Bernie's campaign could've instead advertised M4A as building on the coverage expansions of Obamacare. Knowing that Congress would drastically revise the details of any Presidential proposal, every co-sponsor could've been treated as an ally, with attacks reserved mainly for those opposed to the general idea of Medicare for All.

The anti-establishment message itself seems to have caused Sanders trouble with the black political establishment in the South. Biden defeated Sanders 81-15 in Mississippi, where the only Congressional Democrat and the Senate nominee are both black. Jim Clyburn explained his decisive endorsement of Biden partly as a response to Sanders' anti-establishment message, which he took as an attack on himself.
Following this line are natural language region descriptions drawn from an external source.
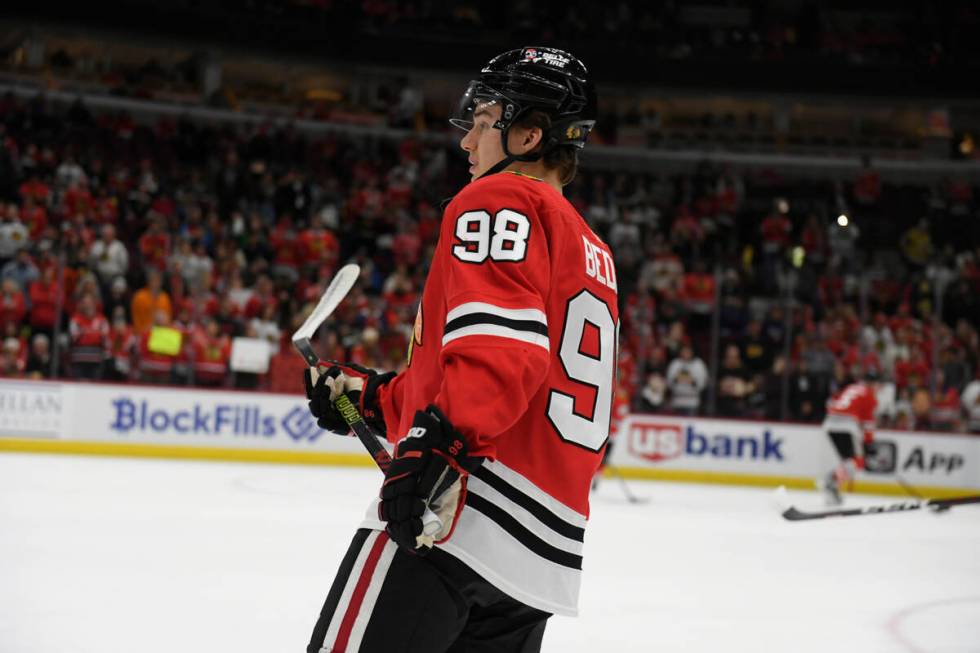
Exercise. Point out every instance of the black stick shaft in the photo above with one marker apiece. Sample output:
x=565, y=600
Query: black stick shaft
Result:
x=363, y=432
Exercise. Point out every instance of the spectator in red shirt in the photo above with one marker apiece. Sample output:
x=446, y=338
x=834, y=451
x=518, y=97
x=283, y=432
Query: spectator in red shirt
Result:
x=9, y=359
x=34, y=217
x=154, y=245
x=13, y=308
x=36, y=189
x=265, y=294
x=698, y=290
x=287, y=255
x=89, y=331
x=44, y=294
x=122, y=345
x=39, y=360
x=212, y=352
x=318, y=247
x=776, y=230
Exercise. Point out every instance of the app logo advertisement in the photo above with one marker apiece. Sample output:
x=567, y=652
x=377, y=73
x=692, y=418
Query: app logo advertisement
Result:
x=660, y=442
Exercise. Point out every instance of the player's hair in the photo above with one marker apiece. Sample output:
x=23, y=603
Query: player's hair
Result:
x=564, y=159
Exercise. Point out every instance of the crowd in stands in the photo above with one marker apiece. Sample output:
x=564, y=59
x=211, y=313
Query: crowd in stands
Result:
x=113, y=230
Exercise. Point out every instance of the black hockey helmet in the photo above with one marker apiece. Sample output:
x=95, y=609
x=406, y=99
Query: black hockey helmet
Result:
x=534, y=78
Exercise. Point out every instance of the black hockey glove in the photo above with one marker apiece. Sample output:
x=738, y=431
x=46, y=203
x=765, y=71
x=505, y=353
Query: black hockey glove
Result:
x=429, y=469
x=360, y=384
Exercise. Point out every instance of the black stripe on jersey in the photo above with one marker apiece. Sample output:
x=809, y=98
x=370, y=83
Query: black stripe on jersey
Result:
x=489, y=318
x=545, y=516
x=533, y=543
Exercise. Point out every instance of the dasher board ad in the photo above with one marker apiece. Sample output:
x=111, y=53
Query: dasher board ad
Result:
x=658, y=442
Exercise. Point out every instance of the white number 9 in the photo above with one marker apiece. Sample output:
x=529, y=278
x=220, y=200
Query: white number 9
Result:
x=590, y=432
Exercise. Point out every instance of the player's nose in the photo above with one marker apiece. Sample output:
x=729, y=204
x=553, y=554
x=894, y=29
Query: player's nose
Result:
x=468, y=143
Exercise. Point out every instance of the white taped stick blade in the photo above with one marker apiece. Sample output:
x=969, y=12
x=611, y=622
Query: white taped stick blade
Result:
x=339, y=286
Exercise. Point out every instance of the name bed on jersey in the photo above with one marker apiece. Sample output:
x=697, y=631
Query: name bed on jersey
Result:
x=598, y=264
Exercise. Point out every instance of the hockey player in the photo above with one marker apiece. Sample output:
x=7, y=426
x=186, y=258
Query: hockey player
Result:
x=502, y=414
x=850, y=424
And an unfriendly attitude towards Obama was not going to help.

There are all kinds of problems with the Democratic Party as a whole, as with any large institution. American politics is full of legalized corruption, and politics everywhere is full of self-serving people. But if you need corrupt people's votes to pass something like M4A, the first thing to do is to figure out what currency they accept. If they need time, give them time until you actually need their votes.

With the right strategy, Bernie could have won this primary. His ideas are largely popular within the party. But attacking Democratic establishment figures isn't the way to win over Democratic primary voters. I suppose that's what one should expect.

Wednesday, April 1, 2020

The deadly power of bats' immune systems

Why do bats carry so many viruses? They're vectors for Covid-19 and Ebola as well as old terrors like rabies.

Bat immune systems are unusually strong. Their cells emit very high levels of interferon, which slows down protein synthesis. So when a virus takes over a cell and starts making new copies of itself, it can't assemble all the proteins to make new viruses.

Bat immune systems may also be stronger because bats fly. Flying requires a lot of energy, keeping them in a hot and fever-like body state. This can cook viruses to death.

Creatures with strong immune systems tend to have the most dangerous pathogens. Anything that survives in them will be hard for others to beat. If you get a virus, your body will fight it by running a fever and emitting interferon. This stops many viruses. But making your insides more batlike isn't going to stop a bat virus.

There's a human version of this in European settlers having diseases that killed most of the native Americans and Australians, rather than the other way around. Having lived in dense cities and traded goods and diseases with the rest of Eurasia, Europeans' immune systems had evolved to be strong. So they were sources of strong diseases, especially smallpox, that killed most of the local folks.

The bat immune system might have given us our idea of vampirism, via rabies. The symptoms of both conditions overlap quite a bit. You get rabies from being bitten by a bat or an infected human. You become a vampire from being bitten by a nocturnal creature between bat and human.

It's really a shame about bats, because they're amazing. If bats didn't exist, the idea of a mammal that flies, uses sonar, sleeps upside-down all day, eats mosquitos, and poops super-fertilizer would seem batshit crazy. Unfortunately, their strong immune systems give them a viral dark side that lives up to vampirical legend.